Per determinare gli ingombri del telaio eseguimmo lo studio di un figurino che comprendeva il gruppo motore cambio e le dimensioni standard di un pilota, ottenendo così il riferimento dell’asse posteriore dal quale siamo partiti per deliberare quello anteriore, che doveva trovarsi davanti alla pedaliera per ragioni di sicurezza.

Va detto infatti che la Federazione incaricò l’ing. Roberto Nosetto di verificare che ci fossero le massime condizioni di sicurezza, tanto che ci creò più di qualche complicazione per la sistemazione di vari elementi, come cinture di sicurezza, batteria, estintore e impianto elettrico. Un lavoro che si rivelò comunque utile, perché nonostante i numerosi incidenti, alcuni dei quali piuttosto violenti, nessuno dei piloti si fece male. Per definire l’ingombro del pilota facemmo una media tra la misura più piccola di Merzario e la mia (180 cm). Lo stesso per il guscio in alluminio sul quale fare lo stampo per il sedile: mentre lo stavamo modellando con il battilastra, arrivò Abarth che mi chiese di sedermi nel guscio appoggiato sul piano di riscontro per verificare la posizione di guida.

Stabilita la posizione delle varie componenti passammo a definire il telaio, in pratica collegando tra loro le varie componenti deliberate: gruppo motore cambio, sospensioni, sedile pilota, radiatore anteriore etc. Proseguendo nella politica del risparmio si decise di far passare il liquido di raffreddamento, mandata e ritorno tra motore e radiatore anteriore, all’interno dei due tubi inferiori del telaio, così da evitare l’utilizzo dei più costosi tubi in alluminio interni o esterni alla carrozzeria”.

Merzario fu abbastanza critico sulla monoposto al primo collaudo, come mai? “Certamente si sarebbe potuto fare di meglio, ma il nostro vincolo primario era l’economicità, in quanto le monoposto sarebbero state uguali per tutti perciò sarebbe stato compito del pilota fare la differenza”. L’importanza degli sponsor “L’ultima cosa ad essere disegnata e costruita fu la carrozzeria. Colucci mi diede le indicazioni per disegnarla simile alle Abarth F. 3 e F. 2 realizzate in precedenza, che avevano forme piuttosto tondeggianti. A fine luglio il modellista completò il mascherone in scala 1:1 e Colucci organizzò un incontro con Abarth per la delibera delle linee della carrozzeria.
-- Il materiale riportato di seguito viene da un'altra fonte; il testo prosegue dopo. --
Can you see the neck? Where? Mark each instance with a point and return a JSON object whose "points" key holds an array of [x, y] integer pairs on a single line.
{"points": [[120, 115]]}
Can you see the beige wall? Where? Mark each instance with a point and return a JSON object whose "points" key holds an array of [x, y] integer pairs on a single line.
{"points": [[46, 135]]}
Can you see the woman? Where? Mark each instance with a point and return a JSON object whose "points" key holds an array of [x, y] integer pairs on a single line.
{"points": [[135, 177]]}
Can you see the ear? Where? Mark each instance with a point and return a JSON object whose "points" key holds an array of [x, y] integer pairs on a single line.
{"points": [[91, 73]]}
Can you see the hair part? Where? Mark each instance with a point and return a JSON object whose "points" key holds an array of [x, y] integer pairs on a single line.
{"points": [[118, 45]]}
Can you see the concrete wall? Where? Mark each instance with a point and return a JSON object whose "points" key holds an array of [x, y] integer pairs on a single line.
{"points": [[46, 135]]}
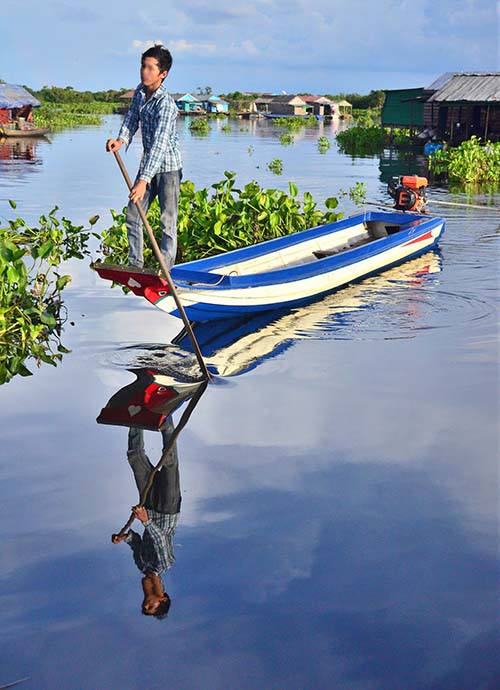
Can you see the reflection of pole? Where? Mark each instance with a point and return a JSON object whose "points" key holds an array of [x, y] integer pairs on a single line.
{"points": [[182, 423], [165, 270]]}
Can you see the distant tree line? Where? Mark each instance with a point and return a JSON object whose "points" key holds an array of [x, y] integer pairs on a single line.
{"points": [[67, 94]]}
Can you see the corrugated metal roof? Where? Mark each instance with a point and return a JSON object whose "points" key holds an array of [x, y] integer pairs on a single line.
{"points": [[473, 87], [15, 96], [403, 108], [440, 81]]}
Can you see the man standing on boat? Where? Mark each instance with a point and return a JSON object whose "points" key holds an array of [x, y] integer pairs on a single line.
{"points": [[160, 171]]}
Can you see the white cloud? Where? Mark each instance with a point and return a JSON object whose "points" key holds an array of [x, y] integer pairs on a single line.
{"points": [[184, 46], [141, 46]]}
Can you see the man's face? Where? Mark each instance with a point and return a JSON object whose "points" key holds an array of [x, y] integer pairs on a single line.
{"points": [[151, 76]]}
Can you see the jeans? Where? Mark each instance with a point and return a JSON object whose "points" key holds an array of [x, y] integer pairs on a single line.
{"points": [[166, 187], [165, 494]]}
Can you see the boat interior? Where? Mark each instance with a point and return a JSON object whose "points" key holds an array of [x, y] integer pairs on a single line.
{"points": [[336, 242]]}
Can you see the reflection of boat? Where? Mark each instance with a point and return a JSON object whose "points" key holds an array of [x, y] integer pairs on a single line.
{"points": [[287, 271], [235, 346], [148, 401]]}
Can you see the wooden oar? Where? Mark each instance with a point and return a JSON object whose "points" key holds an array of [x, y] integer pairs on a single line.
{"points": [[166, 272]]}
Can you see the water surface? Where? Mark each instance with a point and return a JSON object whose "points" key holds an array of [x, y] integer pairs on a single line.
{"points": [[339, 519]]}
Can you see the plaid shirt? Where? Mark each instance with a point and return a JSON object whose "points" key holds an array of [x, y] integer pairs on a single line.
{"points": [[155, 551], [157, 118]]}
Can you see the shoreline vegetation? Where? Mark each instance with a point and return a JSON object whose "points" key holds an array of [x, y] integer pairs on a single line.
{"points": [[211, 220]]}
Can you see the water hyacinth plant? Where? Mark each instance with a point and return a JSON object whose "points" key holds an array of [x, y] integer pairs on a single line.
{"points": [[223, 217], [199, 127], [295, 123], [276, 166], [362, 140], [470, 163], [61, 115], [32, 312]]}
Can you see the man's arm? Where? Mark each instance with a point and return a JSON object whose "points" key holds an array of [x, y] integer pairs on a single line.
{"points": [[134, 540], [131, 122], [167, 116], [129, 126]]}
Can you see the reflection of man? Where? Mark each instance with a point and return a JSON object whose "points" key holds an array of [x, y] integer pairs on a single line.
{"points": [[154, 551]]}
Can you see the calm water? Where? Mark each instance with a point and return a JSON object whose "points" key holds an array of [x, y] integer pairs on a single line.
{"points": [[339, 519]]}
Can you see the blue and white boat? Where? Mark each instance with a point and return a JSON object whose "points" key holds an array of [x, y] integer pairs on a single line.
{"points": [[287, 271]]}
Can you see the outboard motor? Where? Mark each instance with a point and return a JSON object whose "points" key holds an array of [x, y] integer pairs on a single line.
{"points": [[408, 192]]}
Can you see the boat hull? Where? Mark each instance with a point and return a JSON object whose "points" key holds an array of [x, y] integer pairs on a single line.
{"points": [[38, 132], [288, 271]]}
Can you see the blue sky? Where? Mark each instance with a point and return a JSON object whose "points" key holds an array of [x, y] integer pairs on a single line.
{"points": [[320, 46]]}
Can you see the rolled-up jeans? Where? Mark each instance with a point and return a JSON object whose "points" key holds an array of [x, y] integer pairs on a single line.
{"points": [[166, 187], [165, 494]]}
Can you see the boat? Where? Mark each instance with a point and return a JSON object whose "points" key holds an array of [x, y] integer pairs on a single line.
{"points": [[7, 130], [235, 346], [287, 271]]}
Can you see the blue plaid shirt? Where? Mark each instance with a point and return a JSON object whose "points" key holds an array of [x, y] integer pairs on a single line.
{"points": [[154, 552], [157, 118]]}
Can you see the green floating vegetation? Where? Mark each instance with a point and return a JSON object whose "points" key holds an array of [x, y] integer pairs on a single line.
{"points": [[32, 312], [222, 218], [471, 163], [199, 127], [62, 115], [362, 140], [276, 166], [287, 139]]}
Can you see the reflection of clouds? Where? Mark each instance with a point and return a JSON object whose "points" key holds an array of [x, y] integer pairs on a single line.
{"points": [[363, 575]]}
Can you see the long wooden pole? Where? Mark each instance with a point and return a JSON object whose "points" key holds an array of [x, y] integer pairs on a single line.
{"points": [[166, 272]]}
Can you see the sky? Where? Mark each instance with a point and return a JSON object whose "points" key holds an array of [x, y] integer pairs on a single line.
{"points": [[314, 46]]}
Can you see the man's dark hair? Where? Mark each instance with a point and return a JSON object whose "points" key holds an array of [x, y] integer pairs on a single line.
{"points": [[161, 55], [162, 610]]}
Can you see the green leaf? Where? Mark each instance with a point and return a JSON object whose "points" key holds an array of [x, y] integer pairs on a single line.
{"points": [[331, 202], [48, 319], [23, 371], [45, 249], [62, 281]]}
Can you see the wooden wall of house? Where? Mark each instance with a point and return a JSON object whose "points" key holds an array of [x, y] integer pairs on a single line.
{"points": [[285, 109], [472, 119]]}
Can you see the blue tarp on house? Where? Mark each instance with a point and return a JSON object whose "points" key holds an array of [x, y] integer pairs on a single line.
{"points": [[15, 96]]}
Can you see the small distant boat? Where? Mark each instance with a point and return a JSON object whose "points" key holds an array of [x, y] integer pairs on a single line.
{"points": [[8, 130], [287, 271]]}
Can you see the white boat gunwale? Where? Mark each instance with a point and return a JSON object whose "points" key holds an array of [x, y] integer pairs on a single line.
{"points": [[202, 272]]}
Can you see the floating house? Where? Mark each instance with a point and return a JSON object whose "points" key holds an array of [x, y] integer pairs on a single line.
{"points": [[344, 109], [16, 104], [454, 107], [213, 104], [320, 106], [284, 105], [404, 108], [188, 104], [459, 105]]}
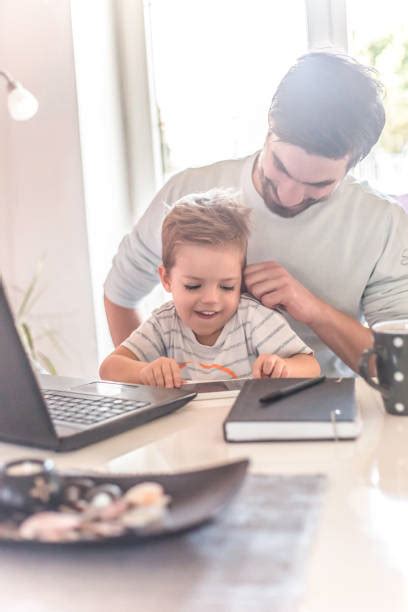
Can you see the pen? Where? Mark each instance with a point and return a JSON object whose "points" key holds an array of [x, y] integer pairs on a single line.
{"points": [[281, 393]]}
Rientrammo appositamente dalle ferie e piazzammo il mascherone sul piano di riscontro, ma appena Abarth vide il modello cominciò a scuotere il capo in segno negativo. Sentenziò che così non andava assolutamente bene e applicando al manichino alcuni pezzi di cartone, per illustrare quello che avrebbe desiderato, spiegò che servivano superfici piane sulle quali poter appiccicare bene gli adesivi, perché queste monoposto erano indirizzate a ragazzi giovani che non avendo molte risorse economiche avrebbero dovuto avere tanti sponsor ai quali garantire visibilità.

Quindi Abarth ci diede appuntamento per la settimana successiva. E siccome al modellista sarebbero stati necessari almeno quattro giorni di lavoro per fare il modello in legno, avrei dovuto consegnargli i disegni prima possibile. Mi feci aprire dalle guardie l’ufficio, dato che l’azienda era chiusa per ferie, dal quale uscii solo la mattina di due giorni dopo con il disegno sotto al braccio. Il nuovo modello superò l’esame e Abarth mi convocò nel suo ufficio dove, ringraziandomi per l’impegno, mi diede una busta: all’interno c’erano 280.000 lire, quando io ne prendevo 120.000 di stipendio mensile. Sulle prime volevo rifiutare, ma Abarth non volle sentire ragioni”.